Ils se considèrent comme les plus Français des Allemands. Leurs enfants fréquentent une crèche ou une école francophone. Un millier d’entre eux travaillent en France. Le reste fait ses courses à Forbach ou passe le week-end à Paris, désormais à moins de deux heures de TGV. Les habitants de la Sarre, le plus petit État régional d’Allemagne vivent, comme leurs voisins lorrains, l’amitié franco-allemande au quotidien.

Laboratoire de l’Europe

Des liens riches et denses se sont noués au fil des décennies de part et d’autre des 450 kilomètres de frontière que partagent la France et l’Allemagne. Les deux pays ont été pionniers en matière de coopération transfrontalière. Celle-ci a été institutionnalisée dès 1975 par les accords de Bonn, prolongés par ceux de Karlsruhe (1996). Français et Allemands coopèrent, par exemple, en matière de sécurité via le Centre franco-allemand de coopération policière et douanière (CCPD). Depuis 2005, une convention-cadre permet aussi aux habitants des deux pays d’être soignés aux mêmes conditions sur les deux rives du Rhin, y compris en urgence.

Aujourd’hui, les frontières franco-allemandes font aussi figure de laboratoire de l’intégration territoriale en Europe. Français et Allemands ont créé dès 2003 des Eurodistricts (Strasbourg-Ortenau, Saar-Moselle). Avec leurs voisins suisses, ils ont, par ailleurs, été à l’origine de la Région métropolitaine trinationale du Rhin, un pôle de six millions d’habitants ultra-compétitif. La même année, la Grande région Saar-Lor-Lux-Rhénanie-Palatinat-Wallonie-Communauté germanophone de Belgique, qui compte plus de 11 millions d’habitants, est devenue le premier Groupement européen de coopération territoriale.

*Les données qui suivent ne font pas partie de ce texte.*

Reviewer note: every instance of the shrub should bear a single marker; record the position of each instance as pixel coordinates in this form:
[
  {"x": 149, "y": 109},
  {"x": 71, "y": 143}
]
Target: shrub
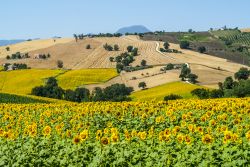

Le renforcement de la coopération transfrontalière était l’une des priorités de l’Agenda franco-allemand 2020, adopté lors d’un Conseil des ministres franco-allemand en février 2010. Il est à nouveau à l’ordre du jour aujourd’hui. Tout d’abord, à l’heure des célébrations du 50e anniversaire du traité de l’Élysée, la coopération transfrontalière rappelle une réalité essentielle : c’est avant tout sur la multiplication des liens humains que repose, depuis un demi-siècle, l’amitié entre la France et l’Allemagne.

Complémentarité

Mais le renforcement de la coopération transfrontalière répond aussi à des besoins concrets. Ainsi, sur le terrain, la volonté de relier les deux pays se heurte encore souvent à des obstacles bureaucratiques, parce que les systèmes de transports ou de formation sont différents.

Mais surtout, les régions transfrontalières affrontent aujourd’hui, de part et d’autre du Rhin, des besoins complémentaires : du côté français, un chômage élevé, et du côté allemand, un manque de main-d’œuvre qualifiée dans des domaines comme l’ingénierie, la métallurgie, la santé ou l’éducation. Plus qu’ailleurs encore, la volonté de favoriser l’apprentissage de la langue du pays voisin, de permettre aux jeunes de se former dans les deux pays ou d’intensifier la collaboration entre les agences pour l’emploi des deux pays prend ici tout son sens.